Санька взглянула на него сердито:
— Похоже, наши лесные соседи поняли, что мы тут всех берем, вот и решили нам еще подкинуть…
— Мам, ну давай оставим! — снова попросила Альбинка. — Я буду за ним ухаживать. С Глазунчиком же справляюсь? И с курами.
— Это не куры, Аль, — развела руками Санька. — И… Конечно же, мы не можем его оставить, потому что это не брошенный лесной звереныш, а чей-то ребенок. У него, возможно, есть родители… И вообще. Чтобы взять себе чужого ребенка, надо кучу инстанций пройти, получить разрешение на усыновление… Или удочерение. Разные документы… Это так просто не делается, чтобы захотели и взяли себе.
— Я понимаю, мам, — сказала Альбинка рассудительно и серьезно. — Но сейчас-то мы просто обязаны его оставить — не в лес же обратно нести? Пусть побудет у нас до завтра. Пока тетя Яра не приедет и не поможет нам.
Они вместе посмотрели на младенца.
Только теперь Санька обратила внимание на то, что кроха лежит подозрительно тихо. Пеленки чистые, сухие. Живой ли? Она прислушалась — дышит ровно. Спит, но как-то странно. И вокруг головки чуть заметно искрит голубовато-зеленая аура. «Дитя не спит», — пропела в голове Арысь-поле. Это не сон. Это магия.
— Тут, Аль, еще и колдовство какое-то наложено. Осторожно.
— Позвони тете Яре по посоху, — со знанием дела посоветовала Альбинка. — Чтобы она к нам пораньше приехала и с заколдованным пупсиком разобраться помогла. Вдруг мама с папой его правда ищут? Они, наверное, переволновались все уже.
— Так и сделаю.
Санька попыталась связаться с Ярой, но у нее ничего не вышло ни с первого, ни со второго раза.
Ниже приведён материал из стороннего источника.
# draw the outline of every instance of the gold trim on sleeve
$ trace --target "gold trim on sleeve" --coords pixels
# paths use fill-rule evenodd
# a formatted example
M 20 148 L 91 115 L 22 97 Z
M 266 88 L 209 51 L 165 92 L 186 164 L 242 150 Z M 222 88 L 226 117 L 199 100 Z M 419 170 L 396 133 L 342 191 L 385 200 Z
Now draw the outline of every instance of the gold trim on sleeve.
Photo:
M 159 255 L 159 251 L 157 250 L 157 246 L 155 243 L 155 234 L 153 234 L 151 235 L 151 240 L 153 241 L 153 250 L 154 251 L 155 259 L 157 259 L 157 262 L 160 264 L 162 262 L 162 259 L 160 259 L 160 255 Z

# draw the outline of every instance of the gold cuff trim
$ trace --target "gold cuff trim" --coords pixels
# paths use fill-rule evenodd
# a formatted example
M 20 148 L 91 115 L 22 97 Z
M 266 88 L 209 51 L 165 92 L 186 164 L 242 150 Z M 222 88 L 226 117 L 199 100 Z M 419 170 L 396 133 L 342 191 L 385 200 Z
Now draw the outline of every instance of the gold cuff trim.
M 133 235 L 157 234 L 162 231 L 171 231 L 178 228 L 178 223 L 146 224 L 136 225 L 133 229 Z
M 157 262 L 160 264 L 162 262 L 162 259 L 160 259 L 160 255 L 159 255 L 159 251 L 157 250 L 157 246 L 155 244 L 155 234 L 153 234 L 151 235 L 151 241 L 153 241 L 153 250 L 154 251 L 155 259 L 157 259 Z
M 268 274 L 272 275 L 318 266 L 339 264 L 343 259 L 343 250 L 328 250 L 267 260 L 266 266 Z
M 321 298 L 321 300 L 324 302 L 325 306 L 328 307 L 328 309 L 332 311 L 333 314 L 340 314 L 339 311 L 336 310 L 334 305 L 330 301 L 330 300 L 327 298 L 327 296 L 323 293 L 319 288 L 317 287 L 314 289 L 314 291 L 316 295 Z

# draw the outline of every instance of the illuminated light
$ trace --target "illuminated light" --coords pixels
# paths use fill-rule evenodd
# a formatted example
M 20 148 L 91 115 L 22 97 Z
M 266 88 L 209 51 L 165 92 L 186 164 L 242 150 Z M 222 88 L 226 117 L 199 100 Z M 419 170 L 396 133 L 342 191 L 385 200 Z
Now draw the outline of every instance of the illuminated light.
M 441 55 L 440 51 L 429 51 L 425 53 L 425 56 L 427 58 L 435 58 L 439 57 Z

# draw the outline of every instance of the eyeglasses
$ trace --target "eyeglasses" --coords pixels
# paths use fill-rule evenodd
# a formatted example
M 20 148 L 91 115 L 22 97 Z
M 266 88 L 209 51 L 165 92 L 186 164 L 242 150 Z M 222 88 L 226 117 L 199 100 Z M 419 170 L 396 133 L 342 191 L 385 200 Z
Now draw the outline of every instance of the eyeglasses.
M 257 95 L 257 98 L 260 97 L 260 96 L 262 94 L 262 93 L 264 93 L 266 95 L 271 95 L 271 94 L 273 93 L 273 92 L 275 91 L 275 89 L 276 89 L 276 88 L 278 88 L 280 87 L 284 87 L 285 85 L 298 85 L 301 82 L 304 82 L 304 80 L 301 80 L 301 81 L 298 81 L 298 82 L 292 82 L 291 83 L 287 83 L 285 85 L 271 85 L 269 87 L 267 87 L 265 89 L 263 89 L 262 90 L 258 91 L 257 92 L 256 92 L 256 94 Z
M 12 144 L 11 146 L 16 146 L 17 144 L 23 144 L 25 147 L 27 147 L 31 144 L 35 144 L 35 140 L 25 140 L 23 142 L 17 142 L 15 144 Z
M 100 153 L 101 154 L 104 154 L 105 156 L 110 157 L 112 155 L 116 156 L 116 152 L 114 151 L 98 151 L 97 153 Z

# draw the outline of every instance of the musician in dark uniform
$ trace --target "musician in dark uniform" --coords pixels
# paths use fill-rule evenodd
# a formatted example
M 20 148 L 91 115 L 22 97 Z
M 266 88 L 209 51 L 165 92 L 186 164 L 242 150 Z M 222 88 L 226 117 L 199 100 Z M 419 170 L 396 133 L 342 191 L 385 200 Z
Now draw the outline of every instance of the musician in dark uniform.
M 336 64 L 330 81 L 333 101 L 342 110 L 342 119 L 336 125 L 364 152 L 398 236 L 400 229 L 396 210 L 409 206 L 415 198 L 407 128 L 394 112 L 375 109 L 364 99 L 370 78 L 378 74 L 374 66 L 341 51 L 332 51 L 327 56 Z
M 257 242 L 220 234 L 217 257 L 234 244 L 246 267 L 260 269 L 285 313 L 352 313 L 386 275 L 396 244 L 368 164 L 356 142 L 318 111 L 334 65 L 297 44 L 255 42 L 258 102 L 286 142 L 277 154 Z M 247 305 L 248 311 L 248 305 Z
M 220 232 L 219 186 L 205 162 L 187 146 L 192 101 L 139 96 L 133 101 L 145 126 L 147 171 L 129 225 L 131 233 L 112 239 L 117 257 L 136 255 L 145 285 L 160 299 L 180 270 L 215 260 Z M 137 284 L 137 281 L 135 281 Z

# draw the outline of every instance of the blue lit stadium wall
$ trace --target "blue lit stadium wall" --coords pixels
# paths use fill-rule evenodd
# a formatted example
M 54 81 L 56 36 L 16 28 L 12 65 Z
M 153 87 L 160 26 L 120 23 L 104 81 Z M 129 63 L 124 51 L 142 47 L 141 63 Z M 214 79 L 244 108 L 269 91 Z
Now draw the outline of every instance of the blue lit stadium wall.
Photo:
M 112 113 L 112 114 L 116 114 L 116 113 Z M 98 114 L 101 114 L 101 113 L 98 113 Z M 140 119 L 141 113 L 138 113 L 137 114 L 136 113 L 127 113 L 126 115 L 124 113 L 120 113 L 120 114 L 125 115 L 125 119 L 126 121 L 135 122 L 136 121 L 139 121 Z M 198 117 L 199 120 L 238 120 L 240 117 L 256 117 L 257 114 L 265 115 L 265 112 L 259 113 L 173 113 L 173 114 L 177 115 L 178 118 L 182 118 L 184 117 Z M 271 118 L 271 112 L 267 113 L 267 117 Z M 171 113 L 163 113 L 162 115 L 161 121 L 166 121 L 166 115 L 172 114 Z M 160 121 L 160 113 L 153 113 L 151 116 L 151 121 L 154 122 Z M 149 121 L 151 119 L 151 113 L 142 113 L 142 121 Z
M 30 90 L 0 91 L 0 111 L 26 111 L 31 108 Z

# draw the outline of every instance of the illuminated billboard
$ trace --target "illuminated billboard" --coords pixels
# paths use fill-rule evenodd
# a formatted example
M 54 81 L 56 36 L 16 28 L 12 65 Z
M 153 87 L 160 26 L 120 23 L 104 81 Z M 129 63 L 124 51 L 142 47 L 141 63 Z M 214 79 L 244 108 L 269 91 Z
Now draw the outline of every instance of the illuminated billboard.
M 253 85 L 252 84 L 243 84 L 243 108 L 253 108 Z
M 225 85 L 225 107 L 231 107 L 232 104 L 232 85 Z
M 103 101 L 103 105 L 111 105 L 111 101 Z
Связь не настраивалась. «Видимо, ночью отключает, чтобы в нерабочее время не беспокоили», — по аналогии с родным миром предположила Санька.
Отыскав в полках шерстяной плед, она соорудила из него на качалке кокон, в который уложила ребенка. Придвинула кресло к кровати. Поворошила в печурке почти прогоревшее полешко. Ночь вроде не холодная, новое подкидывать не нужно.
Арысь-поле ушла.
Заблудни попросились на улицу, разлеглись на терраске.
Будут охранять.
Санька задумчиво качнула кресло, скорее по инерции, чем по надобности: зачарованный младенец спал колдовским сном и разбудить его пока что не представлялось возможным.